私たちはその国々と話し合い、そして多国間融資機関でも話し合ってきました。世界銀行のデイビッド・マルパス総裁も国際金融機関のドナー国はコロナウイルスを考慮して債務削減の方法を検討していると発表しました。ところが、中国がそこで示した反応は目を疑うものでした。中国側の当初の対応は『もちろんです。私たちは皆債務免除について話すべきです』でしたが、それと同時に彼らは債務免除の対象となる条件を設定し始め、その中で中国に対する二国間債務が議論のテーブルに乗らないよう細心な注意を払っていたのです。

米国と西側諸国の大きな失敗

私たちの大きな失敗はグローバル・サプライチェーンの構築に、私たちがあまりにも中国に依存していたことです。コロナウイルスの治療薬の開発に必要な試薬もそうでしたが、それ以上に私たちは「中国が情報を透明化し、コロナウイルスの治療に必要なもの、例えばマスクやガウンなどの防護具を世界に流通させてくれる」という幻想を抱いていました。
米国で長い間議論されてきた自国回帰の背後にある考えは、製造能力や流通能力を国内で再構築することです。

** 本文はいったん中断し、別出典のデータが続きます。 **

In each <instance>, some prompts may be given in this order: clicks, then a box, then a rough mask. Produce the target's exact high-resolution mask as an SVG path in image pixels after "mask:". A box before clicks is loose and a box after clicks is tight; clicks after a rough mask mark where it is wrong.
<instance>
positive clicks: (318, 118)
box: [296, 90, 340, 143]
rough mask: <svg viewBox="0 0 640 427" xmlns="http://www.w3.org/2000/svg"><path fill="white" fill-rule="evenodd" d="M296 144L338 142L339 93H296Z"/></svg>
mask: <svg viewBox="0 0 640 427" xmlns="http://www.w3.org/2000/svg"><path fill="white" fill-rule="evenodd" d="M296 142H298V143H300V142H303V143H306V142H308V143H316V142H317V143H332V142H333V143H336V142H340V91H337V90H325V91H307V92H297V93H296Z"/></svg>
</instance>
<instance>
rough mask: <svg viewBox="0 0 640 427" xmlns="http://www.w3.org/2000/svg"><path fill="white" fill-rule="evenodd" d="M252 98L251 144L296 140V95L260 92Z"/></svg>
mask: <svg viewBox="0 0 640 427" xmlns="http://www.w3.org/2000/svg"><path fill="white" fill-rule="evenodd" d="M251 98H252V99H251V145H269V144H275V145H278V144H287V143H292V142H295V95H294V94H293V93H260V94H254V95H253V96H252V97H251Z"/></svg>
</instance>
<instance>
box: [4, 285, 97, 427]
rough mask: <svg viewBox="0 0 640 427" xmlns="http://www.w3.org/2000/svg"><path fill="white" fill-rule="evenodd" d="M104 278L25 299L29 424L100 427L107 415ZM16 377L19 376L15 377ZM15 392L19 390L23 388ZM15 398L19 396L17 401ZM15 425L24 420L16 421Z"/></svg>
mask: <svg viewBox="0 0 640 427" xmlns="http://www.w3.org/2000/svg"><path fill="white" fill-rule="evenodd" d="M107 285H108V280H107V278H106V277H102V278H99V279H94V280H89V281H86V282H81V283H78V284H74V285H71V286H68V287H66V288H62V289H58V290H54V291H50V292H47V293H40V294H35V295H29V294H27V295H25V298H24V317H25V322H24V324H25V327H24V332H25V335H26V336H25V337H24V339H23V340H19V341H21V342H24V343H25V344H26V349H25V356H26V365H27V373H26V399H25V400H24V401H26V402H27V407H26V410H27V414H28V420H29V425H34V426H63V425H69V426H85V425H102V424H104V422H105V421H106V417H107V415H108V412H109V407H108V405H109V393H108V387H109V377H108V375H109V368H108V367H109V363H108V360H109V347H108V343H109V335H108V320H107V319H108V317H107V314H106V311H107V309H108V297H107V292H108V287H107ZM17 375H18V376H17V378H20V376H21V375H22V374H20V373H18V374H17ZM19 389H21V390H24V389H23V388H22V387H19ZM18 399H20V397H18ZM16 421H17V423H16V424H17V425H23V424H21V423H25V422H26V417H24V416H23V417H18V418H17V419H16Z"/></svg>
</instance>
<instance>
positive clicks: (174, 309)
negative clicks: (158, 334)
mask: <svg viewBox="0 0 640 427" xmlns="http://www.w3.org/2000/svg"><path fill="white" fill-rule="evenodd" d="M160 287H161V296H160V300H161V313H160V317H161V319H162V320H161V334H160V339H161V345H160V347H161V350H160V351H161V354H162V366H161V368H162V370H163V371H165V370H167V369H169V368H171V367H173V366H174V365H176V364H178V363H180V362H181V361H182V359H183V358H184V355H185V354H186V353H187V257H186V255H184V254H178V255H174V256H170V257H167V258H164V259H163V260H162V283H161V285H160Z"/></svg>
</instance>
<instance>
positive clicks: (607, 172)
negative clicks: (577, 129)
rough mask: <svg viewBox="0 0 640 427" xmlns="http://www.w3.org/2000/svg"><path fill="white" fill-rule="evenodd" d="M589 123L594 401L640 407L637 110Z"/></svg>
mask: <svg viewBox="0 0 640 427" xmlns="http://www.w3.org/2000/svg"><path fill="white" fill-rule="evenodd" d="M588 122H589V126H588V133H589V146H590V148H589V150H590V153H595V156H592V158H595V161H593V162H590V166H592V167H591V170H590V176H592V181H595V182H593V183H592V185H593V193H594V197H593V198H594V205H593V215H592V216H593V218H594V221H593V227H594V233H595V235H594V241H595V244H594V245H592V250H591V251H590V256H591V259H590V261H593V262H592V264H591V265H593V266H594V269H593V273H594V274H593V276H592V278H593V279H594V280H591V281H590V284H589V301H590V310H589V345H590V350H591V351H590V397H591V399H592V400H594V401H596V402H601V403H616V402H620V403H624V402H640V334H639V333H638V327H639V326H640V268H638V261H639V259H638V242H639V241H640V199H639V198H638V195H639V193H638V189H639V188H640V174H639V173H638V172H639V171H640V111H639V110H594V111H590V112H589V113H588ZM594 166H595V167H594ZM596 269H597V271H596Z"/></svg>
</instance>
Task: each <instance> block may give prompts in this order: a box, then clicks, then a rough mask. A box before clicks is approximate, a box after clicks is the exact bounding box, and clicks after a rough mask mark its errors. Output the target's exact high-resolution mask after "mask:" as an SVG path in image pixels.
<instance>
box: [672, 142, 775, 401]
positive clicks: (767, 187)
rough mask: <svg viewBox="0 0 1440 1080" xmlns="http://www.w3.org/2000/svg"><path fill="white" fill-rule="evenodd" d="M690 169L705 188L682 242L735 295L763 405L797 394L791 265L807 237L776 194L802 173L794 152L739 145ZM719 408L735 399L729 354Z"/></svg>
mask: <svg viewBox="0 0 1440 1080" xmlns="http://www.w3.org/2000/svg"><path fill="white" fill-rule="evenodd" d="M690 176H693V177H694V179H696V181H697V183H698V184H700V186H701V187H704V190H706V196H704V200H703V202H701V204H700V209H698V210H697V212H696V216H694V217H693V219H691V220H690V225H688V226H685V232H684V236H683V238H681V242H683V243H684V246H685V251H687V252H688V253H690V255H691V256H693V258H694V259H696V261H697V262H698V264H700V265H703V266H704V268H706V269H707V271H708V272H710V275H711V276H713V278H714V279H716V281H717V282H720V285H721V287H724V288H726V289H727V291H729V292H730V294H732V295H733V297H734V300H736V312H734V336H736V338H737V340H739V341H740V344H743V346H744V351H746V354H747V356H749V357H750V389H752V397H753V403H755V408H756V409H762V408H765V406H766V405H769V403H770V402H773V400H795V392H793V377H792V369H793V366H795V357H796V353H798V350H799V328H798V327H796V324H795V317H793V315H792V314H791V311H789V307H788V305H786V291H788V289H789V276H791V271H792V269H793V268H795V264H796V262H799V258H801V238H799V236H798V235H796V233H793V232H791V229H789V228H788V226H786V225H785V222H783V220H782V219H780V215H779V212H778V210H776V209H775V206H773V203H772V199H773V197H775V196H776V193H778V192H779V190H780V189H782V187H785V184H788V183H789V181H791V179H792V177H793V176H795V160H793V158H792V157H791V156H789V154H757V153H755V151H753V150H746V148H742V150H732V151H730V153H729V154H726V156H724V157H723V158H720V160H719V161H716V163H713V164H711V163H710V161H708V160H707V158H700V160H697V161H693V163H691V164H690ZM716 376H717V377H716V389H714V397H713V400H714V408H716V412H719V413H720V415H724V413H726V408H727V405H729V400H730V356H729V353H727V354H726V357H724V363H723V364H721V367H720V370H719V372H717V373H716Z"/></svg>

一方で近隣国や同盟国について考えることも重要です。ひと昔前では、中国が世界の流通拠点だと世界がなんとなく受け入れていたためこれらのことについて考えが及びませんでしたが、今は以前の政策を見直しています。そして私たちは米国のビジネスリーダーと一緒に自国回帰のインセンティブについて検討し、あるいは少なくとも特に同盟国が強みを持つ分野において、同盟国と提携することについて模索しています。これこそが私たちがこれから進むべき道だと考えています。